I'm using ScraperWiki to build a simple screen scraper getting links from an online store. The store has multiple pages, so I want to get all the links from the first page, find the "next" button in the pager, go to that url, find all the links from there, go to next page, and so on and so forth.

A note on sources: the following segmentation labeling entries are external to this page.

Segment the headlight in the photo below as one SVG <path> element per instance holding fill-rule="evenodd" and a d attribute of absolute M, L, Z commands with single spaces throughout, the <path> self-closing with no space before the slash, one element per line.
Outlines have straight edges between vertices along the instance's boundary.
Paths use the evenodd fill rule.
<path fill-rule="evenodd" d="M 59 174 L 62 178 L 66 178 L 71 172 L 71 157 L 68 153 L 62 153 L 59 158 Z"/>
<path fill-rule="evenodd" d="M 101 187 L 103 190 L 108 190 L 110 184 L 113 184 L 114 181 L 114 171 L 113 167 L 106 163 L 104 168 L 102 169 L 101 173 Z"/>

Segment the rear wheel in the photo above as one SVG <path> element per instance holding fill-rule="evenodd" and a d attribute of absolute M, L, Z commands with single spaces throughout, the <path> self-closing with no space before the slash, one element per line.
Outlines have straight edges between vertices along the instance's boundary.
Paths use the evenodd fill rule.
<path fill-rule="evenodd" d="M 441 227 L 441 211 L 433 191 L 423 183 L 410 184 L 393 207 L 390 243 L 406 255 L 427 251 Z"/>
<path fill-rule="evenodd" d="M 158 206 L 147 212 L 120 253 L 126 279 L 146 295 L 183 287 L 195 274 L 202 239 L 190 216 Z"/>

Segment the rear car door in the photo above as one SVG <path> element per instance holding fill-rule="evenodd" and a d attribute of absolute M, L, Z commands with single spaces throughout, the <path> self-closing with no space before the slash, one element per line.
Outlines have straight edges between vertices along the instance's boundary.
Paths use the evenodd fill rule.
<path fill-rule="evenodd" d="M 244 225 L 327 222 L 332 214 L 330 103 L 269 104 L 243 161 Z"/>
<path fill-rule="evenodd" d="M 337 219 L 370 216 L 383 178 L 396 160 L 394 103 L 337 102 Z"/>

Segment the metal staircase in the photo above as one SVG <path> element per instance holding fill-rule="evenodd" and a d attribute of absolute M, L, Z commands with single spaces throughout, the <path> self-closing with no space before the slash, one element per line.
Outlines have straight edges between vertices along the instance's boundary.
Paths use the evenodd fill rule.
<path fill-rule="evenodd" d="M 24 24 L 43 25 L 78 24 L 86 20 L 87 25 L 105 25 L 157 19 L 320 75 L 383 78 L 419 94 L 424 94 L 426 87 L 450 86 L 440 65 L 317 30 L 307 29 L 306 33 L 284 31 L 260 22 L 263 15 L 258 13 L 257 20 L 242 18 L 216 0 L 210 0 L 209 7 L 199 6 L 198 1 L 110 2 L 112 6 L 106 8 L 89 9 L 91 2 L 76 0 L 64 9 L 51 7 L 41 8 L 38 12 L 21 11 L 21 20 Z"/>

Here's where I'm at. The ScraperWiki uses Simple HTML DOM and CSS selectors:
<?php
require 'scraperwiki/simple_html_dom.php';
function nextPage(){
$next = $html->find("li.pager-next a");
$nextUrl = 'http://www.domain.com';
$nextUrl .= $next->href . "\n";
getLinks($nextUrl);
}
function getLinks($url){ // gets links from product list page
$html_content = scraperwiki::scrape($url);
$html = str_get_html($html_content);
$x = 0;
foreach ($html->find("div.views-row a.imagecache-product_list") as $el) {
$url = $el->href . "\n";
$allLinks[$x] = 'http://www.domain.com';
$allLinks[$x] .= $url;
$x++;
}
nextPage();
}
getLinks("http://www.domain.com/foo/bar");
print_r($allLinks);
?>
The getLinks()
function works fine when NOT in a function, but I'm getting "undeclared variable" errors when I put them in a function. My question is:
In PHP can I declare empty variables/arrays to use throughout the script, like in Javascript? I've read a few answers here on Stack which seems to imply that there is no need to declare, which seems odd.